If a decision is made to use reserve funds to cover losses incurred, an entry is made with account 84, which is the reverse of what was done when they were formed:

  • Debit 82 - Credit 84 in terms of reflecting uncovered losses.

It is important to understand that in accounting, covering losses by spending created reserves is considered an event that occurred after the reporting date. This means that in the period for which reporting is provided, the relevant information is reflected in the explanatory note and the report reflecting profits and losses.

The corresponding entries will be generated in the next reporting year.

If such a situation arises in a joint stock company, it must subsequently make contributions to reserves until the required amount is restored.

In cases where bonds are repaid using reserve funds, in correspondence with account 82, accounts 66 or 67 are used, depending on the period for which they were issued:

  • Debit 82 - Credit to account 66, intended for accounting for settlements on short-term obligations.
  • Debit 82 - Credit to account 67, intended for accounting for settlements of long-term liabilities.

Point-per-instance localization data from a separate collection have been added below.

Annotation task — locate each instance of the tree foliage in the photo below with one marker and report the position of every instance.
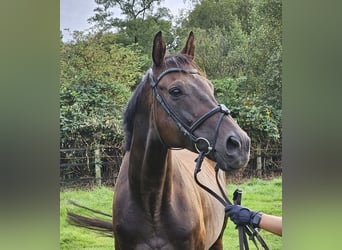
(141, 19)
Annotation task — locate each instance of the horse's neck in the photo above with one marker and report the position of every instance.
(149, 174)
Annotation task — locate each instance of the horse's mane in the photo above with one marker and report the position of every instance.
(177, 60)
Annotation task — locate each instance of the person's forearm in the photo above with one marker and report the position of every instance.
(271, 223)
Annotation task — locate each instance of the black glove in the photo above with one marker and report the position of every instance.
(243, 216)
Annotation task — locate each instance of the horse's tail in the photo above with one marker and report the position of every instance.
(100, 225)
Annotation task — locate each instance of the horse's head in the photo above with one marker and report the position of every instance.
(186, 113)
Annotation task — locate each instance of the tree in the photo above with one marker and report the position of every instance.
(140, 20)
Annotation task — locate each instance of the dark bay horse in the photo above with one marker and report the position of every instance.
(157, 204)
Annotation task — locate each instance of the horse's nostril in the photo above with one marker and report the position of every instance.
(233, 144)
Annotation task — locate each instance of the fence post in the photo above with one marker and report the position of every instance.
(259, 163)
(97, 166)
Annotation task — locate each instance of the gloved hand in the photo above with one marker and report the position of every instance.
(243, 216)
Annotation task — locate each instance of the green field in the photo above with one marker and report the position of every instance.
(262, 195)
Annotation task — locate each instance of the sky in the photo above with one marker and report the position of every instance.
(74, 13)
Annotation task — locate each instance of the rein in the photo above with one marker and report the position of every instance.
(189, 131)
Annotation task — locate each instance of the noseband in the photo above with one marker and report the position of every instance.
(189, 130)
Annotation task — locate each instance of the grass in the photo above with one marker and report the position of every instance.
(262, 195)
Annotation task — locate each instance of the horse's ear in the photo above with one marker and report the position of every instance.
(189, 48)
(159, 49)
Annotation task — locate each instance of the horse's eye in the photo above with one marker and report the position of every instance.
(175, 92)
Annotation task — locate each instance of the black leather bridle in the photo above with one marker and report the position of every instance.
(189, 131)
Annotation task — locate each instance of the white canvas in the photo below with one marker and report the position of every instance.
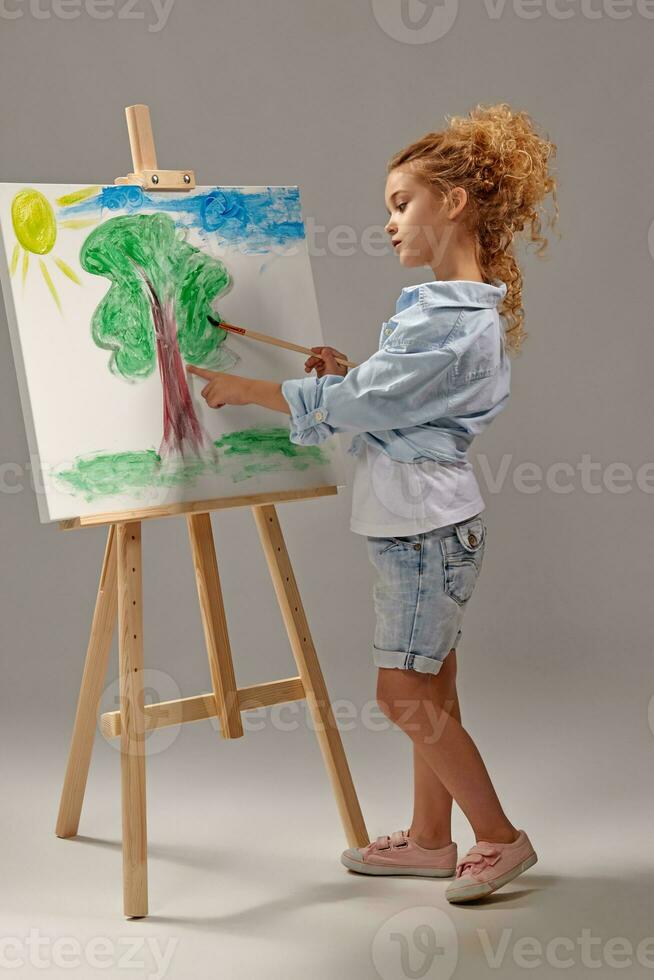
(92, 397)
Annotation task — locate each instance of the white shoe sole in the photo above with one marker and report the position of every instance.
(375, 869)
(467, 893)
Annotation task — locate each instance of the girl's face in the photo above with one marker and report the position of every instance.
(418, 224)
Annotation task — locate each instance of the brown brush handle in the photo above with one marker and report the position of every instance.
(267, 339)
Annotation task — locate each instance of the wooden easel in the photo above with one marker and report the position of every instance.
(120, 592)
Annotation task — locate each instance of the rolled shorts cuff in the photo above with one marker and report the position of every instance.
(409, 661)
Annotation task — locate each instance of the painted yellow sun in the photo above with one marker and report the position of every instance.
(35, 226)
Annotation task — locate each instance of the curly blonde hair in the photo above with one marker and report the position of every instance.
(503, 164)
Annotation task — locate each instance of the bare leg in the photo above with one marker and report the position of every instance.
(417, 703)
(432, 802)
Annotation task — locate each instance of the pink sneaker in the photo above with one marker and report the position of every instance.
(397, 854)
(487, 866)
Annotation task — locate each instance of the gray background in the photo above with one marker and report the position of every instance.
(555, 673)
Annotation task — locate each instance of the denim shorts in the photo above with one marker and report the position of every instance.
(424, 582)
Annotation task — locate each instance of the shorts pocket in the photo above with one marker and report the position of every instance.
(463, 553)
(409, 540)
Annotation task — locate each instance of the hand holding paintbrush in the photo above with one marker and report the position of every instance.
(339, 358)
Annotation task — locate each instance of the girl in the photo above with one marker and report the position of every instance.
(456, 198)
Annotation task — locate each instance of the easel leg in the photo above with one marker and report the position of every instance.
(304, 652)
(132, 716)
(221, 665)
(95, 672)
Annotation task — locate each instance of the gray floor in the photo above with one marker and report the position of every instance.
(245, 879)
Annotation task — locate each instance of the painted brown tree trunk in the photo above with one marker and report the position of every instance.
(183, 432)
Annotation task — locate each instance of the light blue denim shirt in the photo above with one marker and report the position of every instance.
(440, 375)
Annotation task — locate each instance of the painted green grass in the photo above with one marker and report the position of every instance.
(240, 455)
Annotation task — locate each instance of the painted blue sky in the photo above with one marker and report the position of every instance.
(253, 220)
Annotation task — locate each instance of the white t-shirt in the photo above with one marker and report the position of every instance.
(392, 498)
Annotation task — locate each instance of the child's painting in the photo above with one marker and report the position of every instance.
(108, 290)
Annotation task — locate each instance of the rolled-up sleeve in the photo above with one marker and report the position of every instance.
(393, 388)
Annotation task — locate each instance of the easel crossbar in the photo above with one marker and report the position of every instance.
(203, 706)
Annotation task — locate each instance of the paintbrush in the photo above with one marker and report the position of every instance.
(267, 339)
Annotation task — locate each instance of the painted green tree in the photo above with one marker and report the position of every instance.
(155, 313)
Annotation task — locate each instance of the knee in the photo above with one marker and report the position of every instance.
(397, 688)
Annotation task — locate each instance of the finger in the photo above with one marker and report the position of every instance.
(201, 372)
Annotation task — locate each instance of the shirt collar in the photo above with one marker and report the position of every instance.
(456, 292)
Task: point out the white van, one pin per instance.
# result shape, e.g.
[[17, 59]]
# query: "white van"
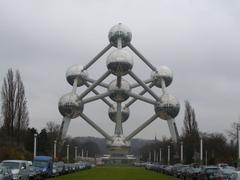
[[20, 169]]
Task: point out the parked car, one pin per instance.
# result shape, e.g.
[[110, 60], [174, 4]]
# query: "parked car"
[[211, 172], [235, 175], [44, 165], [5, 173], [227, 172], [19, 168]]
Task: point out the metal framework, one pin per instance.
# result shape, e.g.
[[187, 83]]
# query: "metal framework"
[[119, 63]]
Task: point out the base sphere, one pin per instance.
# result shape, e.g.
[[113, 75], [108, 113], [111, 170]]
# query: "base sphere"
[[168, 107], [69, 106]]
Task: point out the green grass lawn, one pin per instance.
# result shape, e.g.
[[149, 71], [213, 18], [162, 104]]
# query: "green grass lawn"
[[115, 173]]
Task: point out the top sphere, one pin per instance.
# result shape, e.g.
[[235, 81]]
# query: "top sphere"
[[119, 62], [120, 31], [76, 71], [163, 72]]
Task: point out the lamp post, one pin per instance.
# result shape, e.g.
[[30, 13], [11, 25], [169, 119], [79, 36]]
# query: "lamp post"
[[55, 150], [35, 145], [68, 153], [75, 153], [181, 152], [238, 134], [160, 155], [168, 155], [201, 150]]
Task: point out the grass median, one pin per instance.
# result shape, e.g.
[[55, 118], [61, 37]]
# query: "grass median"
[[114, 173]]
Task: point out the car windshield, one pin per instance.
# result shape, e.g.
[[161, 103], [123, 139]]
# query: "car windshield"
[[41, 164], [11, 165]]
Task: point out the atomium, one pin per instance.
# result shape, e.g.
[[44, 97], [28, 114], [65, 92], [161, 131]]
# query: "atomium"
[[163, 72], [76, 72], [122, 32], [119, 62], [119, 94], [69, 106], [112, 113], [168, 107]]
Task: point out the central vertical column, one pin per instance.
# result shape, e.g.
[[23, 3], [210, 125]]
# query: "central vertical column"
[[118, 126]]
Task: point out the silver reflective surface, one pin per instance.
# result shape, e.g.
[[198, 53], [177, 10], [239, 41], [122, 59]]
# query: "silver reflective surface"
[[168, 107], [162, 72], [112, 112], [119, 62], [69, 106], [120, 31], [75, 71], [119, 94]]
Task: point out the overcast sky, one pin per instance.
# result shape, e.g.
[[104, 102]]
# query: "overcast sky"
[[199, 40]]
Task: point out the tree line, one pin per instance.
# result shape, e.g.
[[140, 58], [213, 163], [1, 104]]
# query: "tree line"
[[217, 147], [16, 137]]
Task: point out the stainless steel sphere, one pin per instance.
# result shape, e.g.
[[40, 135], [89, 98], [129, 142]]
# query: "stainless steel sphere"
[[168, 107], [74, 72], [162, 72], [69, 106], [112, 113], [120, 31], [119, 62], [119, 94]]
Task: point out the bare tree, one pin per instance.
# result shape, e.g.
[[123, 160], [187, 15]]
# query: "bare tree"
[[14, 106]]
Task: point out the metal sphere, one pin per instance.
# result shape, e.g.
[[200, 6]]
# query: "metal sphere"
[[162, 72], [76, 71], [119, 62], [120, 31], [69, 106], [119, 94], [112, 113], [168, 107]]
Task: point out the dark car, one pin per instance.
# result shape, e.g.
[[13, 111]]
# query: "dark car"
[[211, 172], [5, 173]]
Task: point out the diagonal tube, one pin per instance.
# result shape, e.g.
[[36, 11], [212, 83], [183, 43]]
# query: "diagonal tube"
[[137, 84], [106, 74], [141, 57], [140, 128], [97, 93], [94, 98], [96, 127], [64, 128], [142, 98], [118, 127], [143, 85], [97, 57], [135, 99]]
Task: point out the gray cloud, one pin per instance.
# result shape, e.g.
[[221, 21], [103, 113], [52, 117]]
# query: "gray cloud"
[[198, 40]]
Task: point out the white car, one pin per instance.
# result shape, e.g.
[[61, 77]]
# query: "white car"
[[19, 168]]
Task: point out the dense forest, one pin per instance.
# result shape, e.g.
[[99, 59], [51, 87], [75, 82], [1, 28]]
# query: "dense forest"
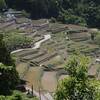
[[80, 12]]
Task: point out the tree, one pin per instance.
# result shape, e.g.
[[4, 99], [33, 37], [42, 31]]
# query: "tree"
[[2, 5], [78, 86], [9, 78], [97, 40]]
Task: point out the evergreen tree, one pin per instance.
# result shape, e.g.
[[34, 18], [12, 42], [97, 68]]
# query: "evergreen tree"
[[78, 86], [9, 78], [2, 5]]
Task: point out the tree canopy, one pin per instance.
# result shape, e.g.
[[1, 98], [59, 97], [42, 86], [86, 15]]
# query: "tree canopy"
[[78, 86], [9, 78], [80, 12]]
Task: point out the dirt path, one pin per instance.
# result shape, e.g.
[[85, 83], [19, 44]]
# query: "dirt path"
[[49, 81]]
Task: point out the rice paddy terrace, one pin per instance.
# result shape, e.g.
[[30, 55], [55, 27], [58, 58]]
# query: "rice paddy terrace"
[[44, 66]]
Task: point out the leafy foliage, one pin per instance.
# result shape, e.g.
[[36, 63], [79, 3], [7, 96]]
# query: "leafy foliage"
[[9, 78], [2, 5], [16, 95], [80, 12], [78, 86]]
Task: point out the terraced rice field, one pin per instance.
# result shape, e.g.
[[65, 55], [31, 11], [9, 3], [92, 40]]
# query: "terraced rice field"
[[32, 77], [55, 59], [49, 81], [57, 44], [62, 77]]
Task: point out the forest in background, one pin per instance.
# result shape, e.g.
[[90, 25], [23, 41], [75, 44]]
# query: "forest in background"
[[79, 12]]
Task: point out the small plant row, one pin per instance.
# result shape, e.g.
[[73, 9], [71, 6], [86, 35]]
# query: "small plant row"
[[42, 54], [48, 58], [25, 71]]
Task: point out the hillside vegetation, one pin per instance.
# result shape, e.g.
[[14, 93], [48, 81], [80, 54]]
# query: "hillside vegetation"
[[80, 12]]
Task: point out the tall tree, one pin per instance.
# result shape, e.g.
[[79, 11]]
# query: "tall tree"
[[9, 78], [78, 86], [2, 5]]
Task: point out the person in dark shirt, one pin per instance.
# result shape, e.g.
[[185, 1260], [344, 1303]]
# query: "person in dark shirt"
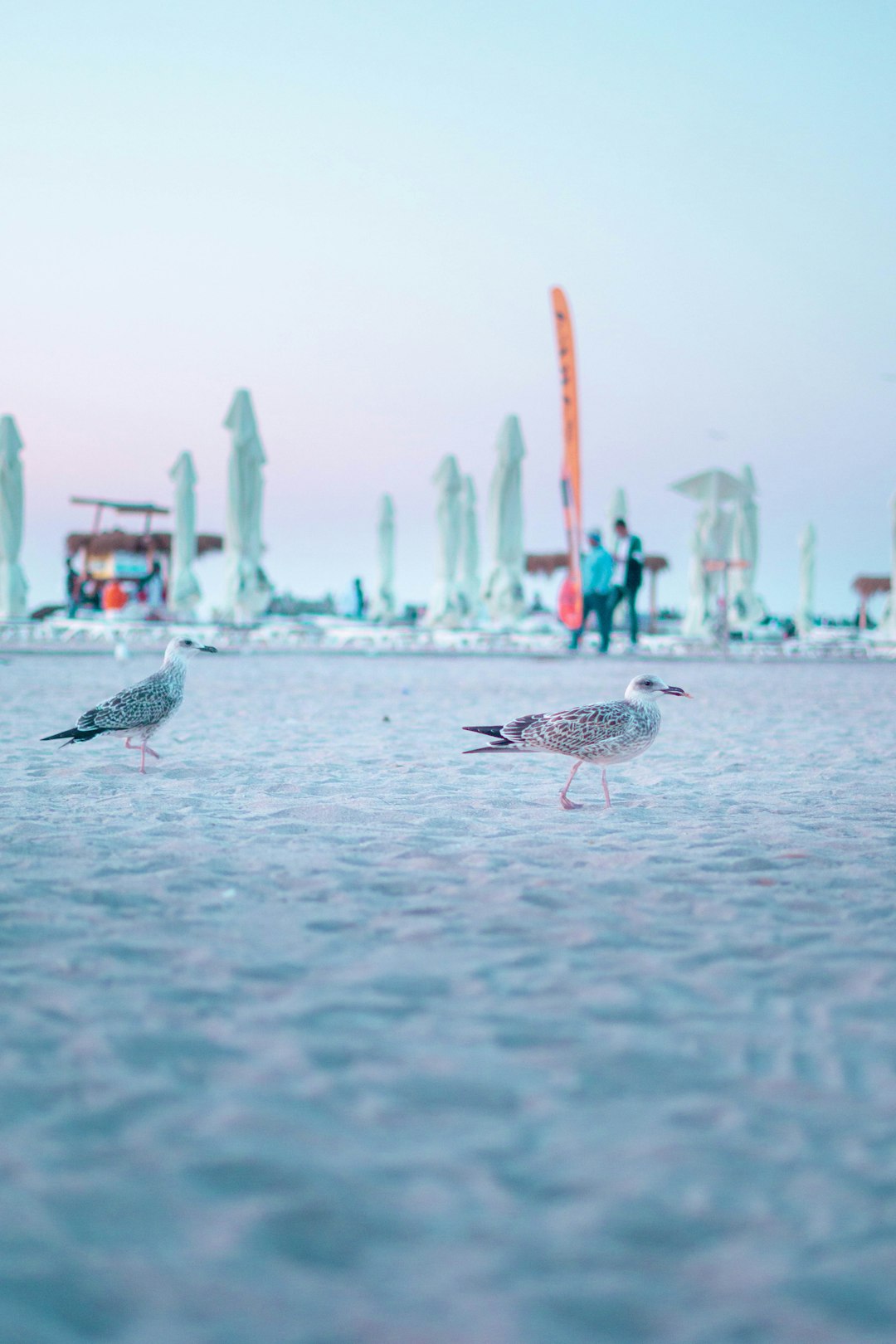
[[597, 570]]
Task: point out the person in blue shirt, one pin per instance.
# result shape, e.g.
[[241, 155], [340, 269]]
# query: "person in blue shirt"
[[597, 572]]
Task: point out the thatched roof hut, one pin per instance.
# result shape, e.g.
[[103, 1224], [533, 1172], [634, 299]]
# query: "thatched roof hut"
[[99, 544]]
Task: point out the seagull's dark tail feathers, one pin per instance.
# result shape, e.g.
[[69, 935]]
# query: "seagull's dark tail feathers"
[[499, 743], [74, 735]]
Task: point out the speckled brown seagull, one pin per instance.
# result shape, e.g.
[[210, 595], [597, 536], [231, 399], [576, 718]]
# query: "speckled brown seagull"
[[143, 709], [601, 734]]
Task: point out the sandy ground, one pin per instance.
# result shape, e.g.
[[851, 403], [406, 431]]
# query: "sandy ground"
[[323, 1032]]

When the reserve is allocated for the repurchase of shares, the following block of records is formed:

  • The situation of repurchase of securities is reflected in the Debit of account 81 “Own shares (shares)” and the Credit of cash accounts depending on the funds used.
  • Cancellation of the corresponding shares – Debit 80 “Authorized capital”, Credit 81 for the amount of their par value.
  • Attribution of the difference between the nominal value and the actual amount paid at the expense of reserves – Debit 82, Credit 81.

Decrease

In the event of a decrease in the authorized capital of an organization, it has the right to reduce the size of the reserve fund in order to bring it into compliance with the constituent documents.

In this case, after the state registration of the relevant changes is carried out, the following entries are made in accounting:

  • Debit account 82 – Credit account 84.

In conclusion, I would like to note that the creation of reserves is important for any organization. At the same time, the operation of their expenditure is not capable of changing the size of net assets. In fact, it only reflects the change in the shares of various sources that form the company’s equity capital.